Overnight the market they’re listed on, the NASDAQ, fell 4.7 per cent on March 18 after closing in the black the previous day.

Data from Stake, a service that allows Australians to invest in US stock markets, shows Aussies at least are diving into Apple, Amazon, Microsoft, Tesla and Facebook.

Stake said yesterday that it was seeing four buy orders for every sell order, when in February — when global markets peaked — that ratio was below 2:1.

“Clearly some investors are seeing value at these levels after the falls – most of these stocks are down 20 per cent for the month, with TSLA down closer to 50 per cent,” it said.

The FAANGs plus Microsoft and Telsa versus the NASDAQ. Chart:

Over 10 years, the most defensive stocks to hold today are Netflix and Amazon.

They have steadily increased over that time and the current market crisis is, so far, a blip on that track record.

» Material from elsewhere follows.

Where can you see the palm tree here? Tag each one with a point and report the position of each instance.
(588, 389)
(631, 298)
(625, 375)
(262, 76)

Over the last year however, their performance hasn’t been quite so sexy.

Netflix has struggled to grow its audience in recent years.

But in early March, Piper Sandler analyst Michael Olson suggested Wall Street may be seriously underestimating Netflix’s subscriber growth, partially caused by coronavirus lockdowns and “cocooning”.

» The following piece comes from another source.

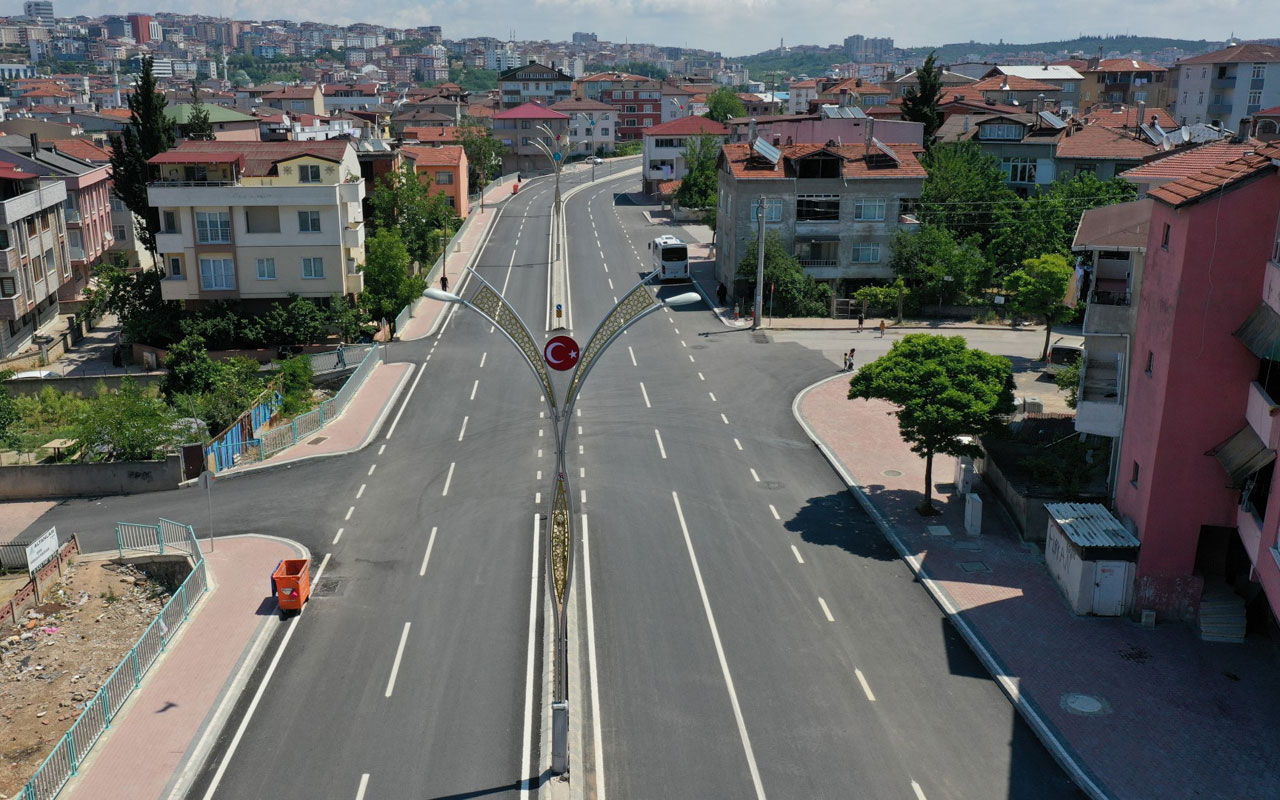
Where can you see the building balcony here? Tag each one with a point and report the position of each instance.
(1100, 402)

His data suggests that figure is double what other analysts are estimating, at 3.8 per cent year-on-year. Sandler also believes international subscriber growth will come in at 30.9 per cent.

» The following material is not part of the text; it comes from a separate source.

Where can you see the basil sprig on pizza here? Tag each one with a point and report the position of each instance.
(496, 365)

Analysts are also looking at retail, entertainment and restaurant closures in the US as means of support for Amazon.

Tesla is the biggest loser, massively peaking in February, but it has only fallen back to levels seen at the end of 2019.

Stock in the electric car maker began running at the end of 2019 when analysts started putting lofty price targets on the company and people like billionaire investor Ron Baron began making noises about Tesla becoming a trillion dollar revenue company within 10 years.

Over the last year, the most defensive stocks were Microsoft and Apple, even in spite of Apple’s supply chain struggles which are mainly based in China and Taiwan.

Facebook and Google have suffered from the opposite view to Amazon and Netflix, which is that consumers will close their wallets, thus reducing their ad businesses — despite a Presidential election set to put millions into the US ad market.